Owning a car comes with its own set of costs, yet it is a practical necessity for many. By finding out more about the long-term running costs – such as tax and insurance rates, fuel consumption etc. – you can make sure that you choose the most cost-effective option. Here’s what you need to know:
What are running costs?
Most people don’t have time to work out running costs before they commit to purchasing a car. Instead, they settle for the best insurance rate on offer, and lose track of the cumulative amount paid out on fuel.
The average driver spends £3,000 a year just to keep their car on the road. With a little research and a few quick equations, this hefty sum can be reduced significantly.
Factors that affect your running costs include:
You can break your running costs down into two distinct sections:
Standing charges are costs accrued just to keep your car on the road. These include annual car tax, insurance, breakdown cover, cost of capital and depreciation.
Cost of capital is the hypothetical amount that you lose having invested in a vehicle, rather than putting the money in a bank account that could generate interest. Average interest rates are currently just over 2%, but this would depend on the agreement you have in place with your bank. If you have funded the car purchase with a loan or hire purchase agreement, the additional interest due for such arrangements would also be added to the cost of capital.
Depreciation is the amount of potential re-sale value that a car loses over time. A number of different factors will affect the rate of depreciation. The average rate of depreciation is 15% – 20% per year, so use this as a rough guide if you can’t find specific information relevant to the car you intend to purchase.
The costs of driving
These are the costs that you build up by actually driving the car. Such sums generally include fuel, parking, tolls, tyres, servicing and repair costs.
How do I work out my total costs?
1. Establish your average annual mileage, and jot this figure down.
2. Tot up your tax, insurance, depreciation and cost of capital figures.
3. Add these together to get your total standing charge cost.
4. Divide this figure by your total mileage to work out your cost per mile.
The costs of driving
5. Divide your expected mileage by your car’s average MPG to work out how many gallons of fuel you’ll use each year.

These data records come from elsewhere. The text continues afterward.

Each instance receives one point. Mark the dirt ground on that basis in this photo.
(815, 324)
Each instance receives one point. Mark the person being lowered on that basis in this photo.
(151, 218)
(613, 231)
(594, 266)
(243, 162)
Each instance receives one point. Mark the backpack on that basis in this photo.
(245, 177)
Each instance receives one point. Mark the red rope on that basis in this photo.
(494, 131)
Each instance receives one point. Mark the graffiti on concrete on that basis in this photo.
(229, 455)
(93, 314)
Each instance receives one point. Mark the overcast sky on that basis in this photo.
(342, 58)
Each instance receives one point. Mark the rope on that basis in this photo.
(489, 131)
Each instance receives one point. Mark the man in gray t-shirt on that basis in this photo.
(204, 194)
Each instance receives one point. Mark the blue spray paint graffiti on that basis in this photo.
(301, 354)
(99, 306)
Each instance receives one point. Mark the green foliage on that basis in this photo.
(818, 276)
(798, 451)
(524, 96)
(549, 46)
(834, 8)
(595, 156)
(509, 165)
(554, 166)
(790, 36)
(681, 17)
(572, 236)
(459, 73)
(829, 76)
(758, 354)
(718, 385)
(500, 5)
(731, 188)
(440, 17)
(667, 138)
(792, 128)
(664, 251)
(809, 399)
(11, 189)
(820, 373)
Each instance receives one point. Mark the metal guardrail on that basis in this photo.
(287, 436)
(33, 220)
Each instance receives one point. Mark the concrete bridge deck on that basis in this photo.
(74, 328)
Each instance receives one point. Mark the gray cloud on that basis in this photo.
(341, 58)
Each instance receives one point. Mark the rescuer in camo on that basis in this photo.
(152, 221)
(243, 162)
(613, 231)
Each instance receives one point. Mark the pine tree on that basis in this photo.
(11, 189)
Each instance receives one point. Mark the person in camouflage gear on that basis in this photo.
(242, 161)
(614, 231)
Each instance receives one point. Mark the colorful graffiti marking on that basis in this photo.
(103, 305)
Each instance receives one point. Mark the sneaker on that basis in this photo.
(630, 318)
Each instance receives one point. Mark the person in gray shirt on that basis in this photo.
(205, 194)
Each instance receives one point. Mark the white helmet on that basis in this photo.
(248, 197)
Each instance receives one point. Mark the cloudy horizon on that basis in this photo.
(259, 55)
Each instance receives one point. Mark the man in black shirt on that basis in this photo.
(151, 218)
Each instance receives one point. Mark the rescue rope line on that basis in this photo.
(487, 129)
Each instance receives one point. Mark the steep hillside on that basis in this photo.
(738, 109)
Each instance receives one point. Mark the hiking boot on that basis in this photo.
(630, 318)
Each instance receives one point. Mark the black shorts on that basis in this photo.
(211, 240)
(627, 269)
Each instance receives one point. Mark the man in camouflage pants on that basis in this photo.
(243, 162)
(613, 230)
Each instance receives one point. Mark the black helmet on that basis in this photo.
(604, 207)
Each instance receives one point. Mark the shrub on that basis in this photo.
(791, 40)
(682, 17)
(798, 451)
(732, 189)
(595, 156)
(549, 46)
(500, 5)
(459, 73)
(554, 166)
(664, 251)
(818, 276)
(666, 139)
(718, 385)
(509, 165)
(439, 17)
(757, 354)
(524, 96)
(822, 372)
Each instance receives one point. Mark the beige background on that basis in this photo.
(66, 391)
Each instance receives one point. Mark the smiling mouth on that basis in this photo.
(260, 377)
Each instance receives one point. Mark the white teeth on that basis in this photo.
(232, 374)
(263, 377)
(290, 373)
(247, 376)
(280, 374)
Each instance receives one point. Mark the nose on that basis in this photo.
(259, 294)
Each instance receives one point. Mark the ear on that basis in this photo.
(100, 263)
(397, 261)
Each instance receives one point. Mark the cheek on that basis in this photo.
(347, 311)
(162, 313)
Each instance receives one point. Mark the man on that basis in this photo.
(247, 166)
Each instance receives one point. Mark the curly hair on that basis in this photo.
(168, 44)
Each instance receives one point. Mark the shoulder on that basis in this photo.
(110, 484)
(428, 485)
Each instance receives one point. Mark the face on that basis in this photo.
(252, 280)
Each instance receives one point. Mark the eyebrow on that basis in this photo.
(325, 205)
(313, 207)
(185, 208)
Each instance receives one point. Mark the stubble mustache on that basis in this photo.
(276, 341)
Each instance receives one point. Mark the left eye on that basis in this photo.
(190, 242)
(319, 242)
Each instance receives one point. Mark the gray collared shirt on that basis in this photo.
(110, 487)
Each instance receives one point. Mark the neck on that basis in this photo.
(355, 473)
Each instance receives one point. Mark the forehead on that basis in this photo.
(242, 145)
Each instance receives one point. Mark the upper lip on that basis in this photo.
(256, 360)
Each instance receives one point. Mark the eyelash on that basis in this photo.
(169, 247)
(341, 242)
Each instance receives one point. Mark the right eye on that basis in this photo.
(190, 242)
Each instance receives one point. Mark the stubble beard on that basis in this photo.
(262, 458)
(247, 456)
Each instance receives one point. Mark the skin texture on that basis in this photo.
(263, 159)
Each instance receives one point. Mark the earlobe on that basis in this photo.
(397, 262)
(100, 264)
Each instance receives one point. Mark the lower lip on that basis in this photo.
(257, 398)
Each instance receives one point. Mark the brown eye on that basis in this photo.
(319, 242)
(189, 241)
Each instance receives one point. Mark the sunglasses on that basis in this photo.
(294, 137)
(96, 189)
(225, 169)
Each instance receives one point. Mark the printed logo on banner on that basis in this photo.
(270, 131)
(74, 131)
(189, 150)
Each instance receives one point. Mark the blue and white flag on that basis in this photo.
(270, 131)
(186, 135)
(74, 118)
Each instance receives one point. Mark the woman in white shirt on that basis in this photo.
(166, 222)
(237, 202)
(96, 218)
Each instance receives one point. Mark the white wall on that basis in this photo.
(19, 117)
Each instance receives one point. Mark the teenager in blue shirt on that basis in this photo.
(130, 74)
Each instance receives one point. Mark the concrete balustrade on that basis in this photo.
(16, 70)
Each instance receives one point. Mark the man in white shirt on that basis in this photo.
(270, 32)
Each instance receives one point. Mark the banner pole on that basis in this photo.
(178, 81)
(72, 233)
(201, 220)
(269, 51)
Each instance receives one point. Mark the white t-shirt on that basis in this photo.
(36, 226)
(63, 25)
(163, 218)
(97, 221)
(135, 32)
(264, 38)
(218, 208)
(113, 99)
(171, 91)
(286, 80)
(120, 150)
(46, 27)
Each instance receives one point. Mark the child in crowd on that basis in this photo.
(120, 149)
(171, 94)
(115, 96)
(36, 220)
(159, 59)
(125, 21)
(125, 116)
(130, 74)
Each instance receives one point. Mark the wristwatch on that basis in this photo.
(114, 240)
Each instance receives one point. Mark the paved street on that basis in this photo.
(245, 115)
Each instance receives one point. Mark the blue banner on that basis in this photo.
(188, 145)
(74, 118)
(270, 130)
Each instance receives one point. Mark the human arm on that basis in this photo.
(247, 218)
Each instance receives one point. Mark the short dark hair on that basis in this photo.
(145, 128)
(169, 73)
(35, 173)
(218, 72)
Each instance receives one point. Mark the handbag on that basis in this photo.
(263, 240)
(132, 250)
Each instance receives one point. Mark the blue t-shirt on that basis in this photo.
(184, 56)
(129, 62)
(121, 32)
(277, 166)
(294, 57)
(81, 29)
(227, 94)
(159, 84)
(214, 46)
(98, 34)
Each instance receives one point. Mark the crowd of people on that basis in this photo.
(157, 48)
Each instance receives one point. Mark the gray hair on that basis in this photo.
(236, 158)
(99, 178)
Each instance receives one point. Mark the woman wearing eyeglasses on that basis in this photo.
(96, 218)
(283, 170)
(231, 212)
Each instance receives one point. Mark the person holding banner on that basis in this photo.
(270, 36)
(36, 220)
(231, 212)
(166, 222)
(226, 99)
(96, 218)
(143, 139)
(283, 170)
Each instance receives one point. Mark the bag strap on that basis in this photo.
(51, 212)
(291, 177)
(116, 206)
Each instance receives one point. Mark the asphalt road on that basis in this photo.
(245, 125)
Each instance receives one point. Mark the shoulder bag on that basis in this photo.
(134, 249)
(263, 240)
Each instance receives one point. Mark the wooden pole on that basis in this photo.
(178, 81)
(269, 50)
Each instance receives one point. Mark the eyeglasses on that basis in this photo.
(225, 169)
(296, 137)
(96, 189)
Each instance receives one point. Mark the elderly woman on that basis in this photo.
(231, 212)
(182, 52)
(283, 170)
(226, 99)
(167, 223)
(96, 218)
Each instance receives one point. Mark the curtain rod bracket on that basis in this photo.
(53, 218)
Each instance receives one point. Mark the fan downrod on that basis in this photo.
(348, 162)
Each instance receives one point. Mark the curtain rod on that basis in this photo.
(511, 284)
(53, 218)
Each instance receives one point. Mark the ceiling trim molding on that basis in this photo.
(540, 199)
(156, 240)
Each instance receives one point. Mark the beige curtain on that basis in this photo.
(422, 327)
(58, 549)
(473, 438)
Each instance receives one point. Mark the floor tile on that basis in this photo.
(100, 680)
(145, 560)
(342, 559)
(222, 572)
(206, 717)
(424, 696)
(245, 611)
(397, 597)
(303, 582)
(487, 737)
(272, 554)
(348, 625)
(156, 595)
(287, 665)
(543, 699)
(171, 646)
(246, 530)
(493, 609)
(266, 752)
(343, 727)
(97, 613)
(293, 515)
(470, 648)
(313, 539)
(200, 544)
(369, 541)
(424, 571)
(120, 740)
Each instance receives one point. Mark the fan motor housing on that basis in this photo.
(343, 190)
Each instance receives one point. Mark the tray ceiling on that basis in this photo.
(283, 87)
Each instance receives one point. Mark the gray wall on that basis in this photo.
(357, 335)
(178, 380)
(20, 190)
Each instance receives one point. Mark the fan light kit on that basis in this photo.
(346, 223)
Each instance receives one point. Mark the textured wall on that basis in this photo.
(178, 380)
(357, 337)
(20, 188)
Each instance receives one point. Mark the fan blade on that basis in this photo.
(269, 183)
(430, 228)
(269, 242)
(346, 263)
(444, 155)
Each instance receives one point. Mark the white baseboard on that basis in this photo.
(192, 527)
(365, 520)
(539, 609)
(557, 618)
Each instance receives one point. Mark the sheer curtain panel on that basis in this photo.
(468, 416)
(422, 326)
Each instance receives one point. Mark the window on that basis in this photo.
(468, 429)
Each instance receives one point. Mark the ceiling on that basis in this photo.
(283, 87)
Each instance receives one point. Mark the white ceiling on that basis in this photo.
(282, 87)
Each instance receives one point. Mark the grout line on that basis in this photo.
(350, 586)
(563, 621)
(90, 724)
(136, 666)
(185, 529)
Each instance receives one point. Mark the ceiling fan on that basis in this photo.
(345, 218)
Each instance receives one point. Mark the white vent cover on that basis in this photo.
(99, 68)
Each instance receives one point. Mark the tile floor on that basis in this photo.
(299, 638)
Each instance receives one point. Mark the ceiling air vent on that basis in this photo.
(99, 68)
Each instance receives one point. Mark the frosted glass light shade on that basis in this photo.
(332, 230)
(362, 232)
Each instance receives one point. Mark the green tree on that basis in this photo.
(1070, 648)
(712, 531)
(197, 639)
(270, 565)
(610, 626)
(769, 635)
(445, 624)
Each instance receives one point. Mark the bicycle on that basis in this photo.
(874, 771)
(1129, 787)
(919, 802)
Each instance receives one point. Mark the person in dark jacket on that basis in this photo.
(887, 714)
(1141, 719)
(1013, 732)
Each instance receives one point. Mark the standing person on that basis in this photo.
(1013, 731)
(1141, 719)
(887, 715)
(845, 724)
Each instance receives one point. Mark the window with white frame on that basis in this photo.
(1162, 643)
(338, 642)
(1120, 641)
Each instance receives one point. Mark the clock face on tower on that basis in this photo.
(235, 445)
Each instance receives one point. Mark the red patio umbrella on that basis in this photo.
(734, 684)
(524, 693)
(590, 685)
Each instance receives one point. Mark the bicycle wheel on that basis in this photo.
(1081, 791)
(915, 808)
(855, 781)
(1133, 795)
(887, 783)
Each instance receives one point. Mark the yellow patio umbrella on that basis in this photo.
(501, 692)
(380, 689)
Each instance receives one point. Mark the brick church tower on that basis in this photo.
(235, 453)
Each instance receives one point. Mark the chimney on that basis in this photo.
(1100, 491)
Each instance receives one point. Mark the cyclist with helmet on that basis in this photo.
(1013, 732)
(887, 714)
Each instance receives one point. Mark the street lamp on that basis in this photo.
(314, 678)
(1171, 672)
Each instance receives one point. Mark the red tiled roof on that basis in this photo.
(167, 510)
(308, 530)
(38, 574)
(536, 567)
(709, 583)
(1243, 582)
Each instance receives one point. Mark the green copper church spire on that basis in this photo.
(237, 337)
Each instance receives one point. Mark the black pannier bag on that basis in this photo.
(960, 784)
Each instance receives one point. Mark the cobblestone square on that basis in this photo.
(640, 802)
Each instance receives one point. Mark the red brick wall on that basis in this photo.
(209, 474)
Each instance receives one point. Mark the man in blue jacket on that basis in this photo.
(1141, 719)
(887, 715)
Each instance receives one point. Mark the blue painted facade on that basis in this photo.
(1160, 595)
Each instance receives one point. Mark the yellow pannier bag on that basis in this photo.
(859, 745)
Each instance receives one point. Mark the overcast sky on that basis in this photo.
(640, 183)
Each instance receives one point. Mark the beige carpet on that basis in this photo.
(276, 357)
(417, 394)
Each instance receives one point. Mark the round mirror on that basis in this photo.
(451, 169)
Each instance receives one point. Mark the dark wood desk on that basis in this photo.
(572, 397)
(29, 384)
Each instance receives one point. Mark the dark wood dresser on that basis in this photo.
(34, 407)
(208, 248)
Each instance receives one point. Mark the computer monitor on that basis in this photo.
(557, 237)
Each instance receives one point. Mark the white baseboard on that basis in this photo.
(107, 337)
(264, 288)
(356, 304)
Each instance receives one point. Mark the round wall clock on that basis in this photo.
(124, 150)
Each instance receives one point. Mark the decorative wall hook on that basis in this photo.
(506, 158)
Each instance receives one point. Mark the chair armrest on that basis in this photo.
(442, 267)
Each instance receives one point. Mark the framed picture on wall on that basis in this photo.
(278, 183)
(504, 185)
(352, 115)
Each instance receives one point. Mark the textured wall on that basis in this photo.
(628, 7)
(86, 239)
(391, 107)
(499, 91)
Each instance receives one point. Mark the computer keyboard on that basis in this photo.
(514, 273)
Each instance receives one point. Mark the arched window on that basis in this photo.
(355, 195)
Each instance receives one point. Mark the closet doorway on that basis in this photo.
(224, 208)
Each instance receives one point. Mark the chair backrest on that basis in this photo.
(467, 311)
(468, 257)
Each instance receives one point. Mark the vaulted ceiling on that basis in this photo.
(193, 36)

6. Find out the average cost of fuel per gallon, then times this by the number of gallons you predict you’ll use each year. This will give you an estimate of your total fuel cost.
7. Estimate a total for your annual parking, toll, tyres, servicing and repair costs.
8. Add your total fuel cost to the total from the previous point to come up with how much you spend on driving per year.
9. Add your total standing charge cost to your total running cost to come up with your total annual cost.
10. Divide this by 12 to work out your average monthly cost. Or, divide this by your mileage to work out your total cost per mile.
Taking the time to work out your prospective running costs will let you know how much you’re likely to spend on a car before you’ve even taken it for a test drive. There are also a number of nifty ways to reduce your running costs once you’re out on the road, provided you’re driving efficiently.